The review team warned that similar incidents with a similar clinical context could happen again in the absence of clarity on the law and a lack of national clinical guidelines.
Prof Arulkumaran recommended that clinicians, health and social care regulators and politicians consider the law and guidelines on the management of inevitable miscarriage early in pregnancies and where there is a risk to the mother from infection.
The long-awaited report has been published two months after an inquest jury ruled unanimously that Mrs Halappanavar's death was by medical misadventure.
The misadventure verdict found there were systemic failures or deficiencies in Mrs Halappanavar's care before she died, but coroner Ciaran MacLoughlin said these failures did not contribute to her death.
Savita death outrage was catalyst for change
The death of Savita Halappanavar sparked international outrage over Ireland's strict abortion regime and a groundswell of support for reforms.
Ultimately it became a catalyst forcing the first Irish Government in 21 years to update laws to meet court rulings on a woman's right to a termination.
Within weeks, if enacted, the Protection of Life during Pregnancy Bill 2013 will legalise abortion in Ireland where there is a real and substantial risk to the life of the mother, including the threat of suicide.
It will legislate for the 1992 X case judgment from the Supreme Court in Dublin which found a 14-year-old rape victim who became pregnant had the right to travel for an abortion.

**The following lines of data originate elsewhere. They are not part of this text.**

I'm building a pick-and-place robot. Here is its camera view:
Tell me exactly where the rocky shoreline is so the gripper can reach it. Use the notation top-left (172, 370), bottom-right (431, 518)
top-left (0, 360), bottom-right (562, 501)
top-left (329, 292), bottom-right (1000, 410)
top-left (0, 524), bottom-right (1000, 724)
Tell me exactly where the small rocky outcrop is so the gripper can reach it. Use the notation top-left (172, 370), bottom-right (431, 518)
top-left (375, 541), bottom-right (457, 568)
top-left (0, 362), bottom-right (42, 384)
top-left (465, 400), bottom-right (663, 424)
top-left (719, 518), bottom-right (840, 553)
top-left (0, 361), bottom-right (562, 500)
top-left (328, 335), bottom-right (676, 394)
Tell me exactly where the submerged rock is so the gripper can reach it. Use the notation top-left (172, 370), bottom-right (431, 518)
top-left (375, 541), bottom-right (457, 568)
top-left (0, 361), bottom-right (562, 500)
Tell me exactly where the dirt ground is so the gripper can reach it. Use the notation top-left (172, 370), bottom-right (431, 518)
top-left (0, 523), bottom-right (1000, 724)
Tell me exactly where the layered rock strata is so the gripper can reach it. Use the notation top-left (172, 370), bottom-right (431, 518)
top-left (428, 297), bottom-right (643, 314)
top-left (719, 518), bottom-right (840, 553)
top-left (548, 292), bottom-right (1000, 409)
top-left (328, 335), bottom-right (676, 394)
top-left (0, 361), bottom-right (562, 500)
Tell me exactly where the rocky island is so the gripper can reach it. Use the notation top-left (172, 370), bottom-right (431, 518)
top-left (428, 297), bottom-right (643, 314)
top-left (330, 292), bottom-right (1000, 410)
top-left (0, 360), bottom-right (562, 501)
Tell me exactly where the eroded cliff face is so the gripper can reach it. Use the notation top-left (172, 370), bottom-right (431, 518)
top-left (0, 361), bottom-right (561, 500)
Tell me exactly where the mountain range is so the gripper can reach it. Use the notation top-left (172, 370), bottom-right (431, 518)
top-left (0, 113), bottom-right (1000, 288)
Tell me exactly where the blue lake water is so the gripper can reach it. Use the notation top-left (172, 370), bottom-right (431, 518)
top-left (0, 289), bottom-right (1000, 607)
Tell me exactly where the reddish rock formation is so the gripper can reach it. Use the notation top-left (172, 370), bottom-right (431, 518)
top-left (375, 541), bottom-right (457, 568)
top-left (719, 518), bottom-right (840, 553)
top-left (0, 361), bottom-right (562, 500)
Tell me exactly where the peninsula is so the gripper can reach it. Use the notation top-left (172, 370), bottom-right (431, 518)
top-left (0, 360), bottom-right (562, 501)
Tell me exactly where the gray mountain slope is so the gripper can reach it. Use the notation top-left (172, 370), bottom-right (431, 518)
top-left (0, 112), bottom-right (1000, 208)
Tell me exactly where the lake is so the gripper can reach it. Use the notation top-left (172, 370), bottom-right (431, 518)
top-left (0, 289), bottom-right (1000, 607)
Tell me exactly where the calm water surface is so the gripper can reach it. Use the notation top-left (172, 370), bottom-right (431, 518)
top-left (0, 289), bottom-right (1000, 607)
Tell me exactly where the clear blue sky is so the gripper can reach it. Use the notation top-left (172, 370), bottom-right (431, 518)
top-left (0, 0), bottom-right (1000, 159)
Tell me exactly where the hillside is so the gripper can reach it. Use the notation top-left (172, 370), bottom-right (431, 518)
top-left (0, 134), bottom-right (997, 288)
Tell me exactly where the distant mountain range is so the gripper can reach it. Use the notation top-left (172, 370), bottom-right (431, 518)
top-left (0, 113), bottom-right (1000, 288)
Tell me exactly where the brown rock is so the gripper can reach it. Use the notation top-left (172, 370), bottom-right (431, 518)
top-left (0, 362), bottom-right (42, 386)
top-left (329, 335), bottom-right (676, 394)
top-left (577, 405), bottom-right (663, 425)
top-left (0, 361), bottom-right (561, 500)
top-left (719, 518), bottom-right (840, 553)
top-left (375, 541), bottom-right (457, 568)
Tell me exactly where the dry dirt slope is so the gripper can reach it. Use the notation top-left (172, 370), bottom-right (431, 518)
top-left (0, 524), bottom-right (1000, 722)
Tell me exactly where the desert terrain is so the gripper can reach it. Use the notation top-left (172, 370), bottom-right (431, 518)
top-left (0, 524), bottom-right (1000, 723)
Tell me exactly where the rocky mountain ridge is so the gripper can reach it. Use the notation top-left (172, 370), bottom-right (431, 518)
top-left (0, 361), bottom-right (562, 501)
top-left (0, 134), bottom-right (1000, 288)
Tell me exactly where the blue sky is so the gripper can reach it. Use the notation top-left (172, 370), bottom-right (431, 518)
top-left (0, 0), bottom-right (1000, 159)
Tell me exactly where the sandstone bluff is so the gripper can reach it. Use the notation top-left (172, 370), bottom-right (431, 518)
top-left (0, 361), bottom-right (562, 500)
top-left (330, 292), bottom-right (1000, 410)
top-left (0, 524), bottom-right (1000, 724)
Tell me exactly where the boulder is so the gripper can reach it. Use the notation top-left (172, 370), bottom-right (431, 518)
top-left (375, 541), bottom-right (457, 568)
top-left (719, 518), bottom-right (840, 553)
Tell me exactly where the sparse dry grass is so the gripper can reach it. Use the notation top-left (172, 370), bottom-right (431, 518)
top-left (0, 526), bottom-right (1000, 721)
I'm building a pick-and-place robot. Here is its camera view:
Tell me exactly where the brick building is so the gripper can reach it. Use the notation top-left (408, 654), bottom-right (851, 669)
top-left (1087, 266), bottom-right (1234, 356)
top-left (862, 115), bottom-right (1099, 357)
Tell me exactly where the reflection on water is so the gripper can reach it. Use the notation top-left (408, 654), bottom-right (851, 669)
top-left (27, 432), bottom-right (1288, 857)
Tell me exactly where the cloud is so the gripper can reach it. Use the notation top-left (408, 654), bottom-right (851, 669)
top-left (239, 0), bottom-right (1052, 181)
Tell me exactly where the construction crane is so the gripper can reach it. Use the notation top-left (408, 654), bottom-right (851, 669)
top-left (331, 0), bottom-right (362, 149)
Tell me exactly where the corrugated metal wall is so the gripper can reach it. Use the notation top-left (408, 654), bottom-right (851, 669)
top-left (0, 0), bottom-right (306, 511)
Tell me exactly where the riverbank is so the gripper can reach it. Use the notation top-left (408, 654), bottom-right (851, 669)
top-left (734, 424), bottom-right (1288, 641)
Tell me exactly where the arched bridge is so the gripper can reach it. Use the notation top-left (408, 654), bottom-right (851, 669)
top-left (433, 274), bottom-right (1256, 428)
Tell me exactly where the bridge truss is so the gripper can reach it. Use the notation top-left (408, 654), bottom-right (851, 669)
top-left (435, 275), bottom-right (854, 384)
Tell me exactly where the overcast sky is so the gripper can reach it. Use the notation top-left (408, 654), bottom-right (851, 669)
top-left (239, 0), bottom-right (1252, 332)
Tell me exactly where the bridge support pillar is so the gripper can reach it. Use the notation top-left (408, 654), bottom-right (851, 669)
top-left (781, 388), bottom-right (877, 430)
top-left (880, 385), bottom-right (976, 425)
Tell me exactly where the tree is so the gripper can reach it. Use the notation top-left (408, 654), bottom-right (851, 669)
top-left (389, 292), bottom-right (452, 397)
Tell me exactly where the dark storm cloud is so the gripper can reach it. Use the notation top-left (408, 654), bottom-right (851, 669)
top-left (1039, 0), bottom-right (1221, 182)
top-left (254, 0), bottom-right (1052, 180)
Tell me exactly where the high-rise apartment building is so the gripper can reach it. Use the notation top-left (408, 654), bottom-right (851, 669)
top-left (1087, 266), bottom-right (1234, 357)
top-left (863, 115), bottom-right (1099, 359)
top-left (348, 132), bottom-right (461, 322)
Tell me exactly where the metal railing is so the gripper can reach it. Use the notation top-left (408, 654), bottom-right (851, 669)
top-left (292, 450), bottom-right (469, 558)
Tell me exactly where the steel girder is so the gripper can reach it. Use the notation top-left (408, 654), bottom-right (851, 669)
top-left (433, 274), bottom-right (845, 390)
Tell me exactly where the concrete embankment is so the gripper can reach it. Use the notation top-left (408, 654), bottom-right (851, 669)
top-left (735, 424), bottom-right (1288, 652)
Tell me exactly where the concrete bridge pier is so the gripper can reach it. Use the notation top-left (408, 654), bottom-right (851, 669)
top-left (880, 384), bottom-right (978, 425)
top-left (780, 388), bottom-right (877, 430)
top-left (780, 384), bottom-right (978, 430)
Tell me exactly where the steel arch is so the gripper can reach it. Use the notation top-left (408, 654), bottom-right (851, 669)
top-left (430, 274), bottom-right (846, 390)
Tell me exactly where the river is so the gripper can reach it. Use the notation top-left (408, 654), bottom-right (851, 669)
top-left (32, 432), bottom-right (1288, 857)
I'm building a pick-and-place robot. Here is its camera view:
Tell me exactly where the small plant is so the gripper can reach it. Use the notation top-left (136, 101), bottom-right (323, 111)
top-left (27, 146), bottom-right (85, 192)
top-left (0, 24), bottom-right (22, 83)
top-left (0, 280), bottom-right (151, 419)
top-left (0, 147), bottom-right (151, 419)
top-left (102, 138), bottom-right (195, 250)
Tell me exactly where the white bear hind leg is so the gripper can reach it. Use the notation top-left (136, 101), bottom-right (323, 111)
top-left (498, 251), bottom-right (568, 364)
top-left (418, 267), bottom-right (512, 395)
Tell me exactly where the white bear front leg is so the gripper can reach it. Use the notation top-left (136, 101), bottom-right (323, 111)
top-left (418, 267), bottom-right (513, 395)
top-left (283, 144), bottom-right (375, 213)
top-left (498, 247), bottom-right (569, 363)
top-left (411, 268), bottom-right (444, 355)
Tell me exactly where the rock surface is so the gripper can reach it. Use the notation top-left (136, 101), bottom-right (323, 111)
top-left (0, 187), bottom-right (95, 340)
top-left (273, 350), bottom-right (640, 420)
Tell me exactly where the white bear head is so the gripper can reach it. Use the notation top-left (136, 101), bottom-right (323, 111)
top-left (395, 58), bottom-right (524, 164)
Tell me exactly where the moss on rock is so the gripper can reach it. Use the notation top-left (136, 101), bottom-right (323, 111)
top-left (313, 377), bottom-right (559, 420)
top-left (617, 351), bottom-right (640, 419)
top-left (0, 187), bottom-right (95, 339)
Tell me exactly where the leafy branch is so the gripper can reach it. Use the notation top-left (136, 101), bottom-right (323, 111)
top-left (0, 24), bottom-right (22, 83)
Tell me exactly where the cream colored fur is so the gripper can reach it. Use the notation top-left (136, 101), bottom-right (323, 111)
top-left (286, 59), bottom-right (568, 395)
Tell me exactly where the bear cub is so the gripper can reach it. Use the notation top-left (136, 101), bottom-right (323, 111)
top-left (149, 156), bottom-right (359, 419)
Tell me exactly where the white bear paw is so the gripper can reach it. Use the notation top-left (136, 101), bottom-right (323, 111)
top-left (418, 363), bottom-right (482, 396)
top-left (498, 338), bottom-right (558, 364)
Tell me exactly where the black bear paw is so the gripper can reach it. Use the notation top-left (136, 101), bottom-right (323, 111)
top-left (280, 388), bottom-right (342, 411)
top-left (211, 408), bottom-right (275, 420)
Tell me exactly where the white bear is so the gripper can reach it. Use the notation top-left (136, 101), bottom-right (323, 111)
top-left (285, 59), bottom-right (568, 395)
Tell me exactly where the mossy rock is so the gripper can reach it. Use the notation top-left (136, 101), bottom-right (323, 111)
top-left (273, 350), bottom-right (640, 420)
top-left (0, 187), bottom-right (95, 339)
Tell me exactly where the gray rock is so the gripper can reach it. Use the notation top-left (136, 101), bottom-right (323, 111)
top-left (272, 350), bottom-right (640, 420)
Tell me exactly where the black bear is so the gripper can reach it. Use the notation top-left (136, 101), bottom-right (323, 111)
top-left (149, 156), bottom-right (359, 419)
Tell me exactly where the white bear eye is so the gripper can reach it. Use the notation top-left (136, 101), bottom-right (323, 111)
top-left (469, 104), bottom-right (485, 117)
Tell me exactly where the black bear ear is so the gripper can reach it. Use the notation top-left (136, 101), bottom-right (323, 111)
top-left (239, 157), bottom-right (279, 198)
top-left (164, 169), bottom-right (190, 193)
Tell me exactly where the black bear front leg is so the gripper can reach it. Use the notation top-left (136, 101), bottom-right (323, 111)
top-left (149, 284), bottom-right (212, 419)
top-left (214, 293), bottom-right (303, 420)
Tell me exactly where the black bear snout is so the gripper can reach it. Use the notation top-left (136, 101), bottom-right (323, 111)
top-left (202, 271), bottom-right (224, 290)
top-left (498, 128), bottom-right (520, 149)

The Government was required to take account of a European Court of Human Rights ruling that a woman's rights were infringed when she was refused an abortion while in remission from cancer.
The proposed law states that one doctor is required to certify that a termination is justified in the case of medical emergencies. In such emergencies, the doctor involved will be required to certify his/her actions within 72 hours.
Two medics must agree and certify where there is a physical threat to the life of the mother and that termination of pregnancy is the only treatment that will save the mother's life. If possible, the woman's GP will also be consulted.
Anyone caught in breach of the legislation and intentionally destroying unborn human life will face up to 14 years in prison.
In a case of a real and substantial risk to a woman's life arising from suicide, the assessment process will involve three specialists, including one obstetrician/gynaecologist, and two psychiatrists, including one specialist with experience of dealing with the mental health of pregnant women, must jointly and unanimously agree and certify that the termination of pregnancy is the only treatment that will save the mother's life.
In such cases also, where feasible, the woman's GP will be consulted.
This issue caused intense debate among medics, campaigners and politicians as the legislation was being drafted, with psychiatrists split as to whether abortion should be offered to a suicidal woman or be classed as a treatment.
Committees reviewing decisions on whether an abortion should be allowed must make a decision in less than seven days.